One of the real confusions perpetrated by the Establishment, which trains almost 100% of our Ph.D. economists and furnishes almost as high a percentage of our financial writers, is that our national debt was caused by Ronald Reagan increasing spending and cutting tax rates simultaneously. The actual original cause of the deficit was in the decision to leave the gold standard, a decision begun in the Lyndon Johnson administration and completed in the Nixon administration. The devaluation of the dollar relative to gold caused a monetary inflation, all prices rising, including wages — the price of labor. By driving wages and capital into the higher tax brackets and by leaving both unprotected against inflation, the only beneficiaries of the inflation were debtors. The biggest debtor, of course, was and is the federal government. If Reagan had not arrived to reduce the tax rates that had been swollen by this great inflation, the tax rates would have crushed out all economic activity. The biggest cost of going off gold and the resulting inflation was that the entire debt of the United States had to be refinanced at ever higher interest rates. The cost of debt service today is now almost three times the size of the entire U.S. budget in 1967, when LBJ closed the London gold pool and started us on the skids. That was the last time we were prepared to exchange gold from our monetary reserves for the surplus dollars the Fed was printing. When Nixon doubled the capital gains tax in 1969, he magnified and compounded the error on the advice of his Keynesian economic advisors. The economy weakened, and when Nixon tried to strengthen it by getting the Federal Reserve to print more money, the resulting financial turmoil led him in August 1971 to officially close the Treasury's "gold window." The dollar price of gold quickly doubled and the inflation of the 1970s was underway. The government debt today, in terms of the amount of gold owed by each citizen, is considerably lower than it was in 1945, at the end of WWIL Our government essentially cheated its creditors — its own people and foreign governments that held our bonds, by paying off its debts with dollars worth one-tenth as much in gold today as in 1971. The "horse" is smaller than it was in 1971, but so is the rider. The idea that our economy is now better than ever is a fiction built upon statistical inflation.
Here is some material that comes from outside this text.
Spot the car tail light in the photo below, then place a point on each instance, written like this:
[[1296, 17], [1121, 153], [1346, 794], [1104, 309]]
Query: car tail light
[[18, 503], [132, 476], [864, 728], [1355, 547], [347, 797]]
I'm still hoping you will find time to read The Way the World Works. I watched the tape of your St. Louis speech last September and found that you were making fun of the idea that cutting tax rates can balance the budget. Remember you asking me about "dynamic analysis"? I explained with ice cream cones. If you 10 sell cones @ $1 and have revenues of $10, static analysis says if you raise the price to $1000 per cone, you will have $10,000 in revenues. That is another way of describing the law of diminishing returns. Ice-cream vendors sell for $1 because they find that at $1.05 per cone they lose money, as they also do at 95 cents. As tax rates rise on productive people in order to finance the costs of giving people goods and services they should be buying for themselves, production declines and the use of publicly-financed free goods expands. The government can reduce the deficit by cutting out free goods, forcing people to fend for themselves. It does this best by putting pressure on Congress to trim out the lowest priority public goods. This does not work as well as it might, if the stronger have more power than the weaker. Or the government can identify those tax rates which are beyond the point of diminishing returns, which means the increase in after-tax production will cause more capital to form and more goods to be produced. This doesn't work as well as it might when the Big Guys control the government, as they will tend to choose to reduce tax rates that benefit them the most and have the least beneficial effects on the masses who would like to work, but cannot afford to work at such low after-tax incomes.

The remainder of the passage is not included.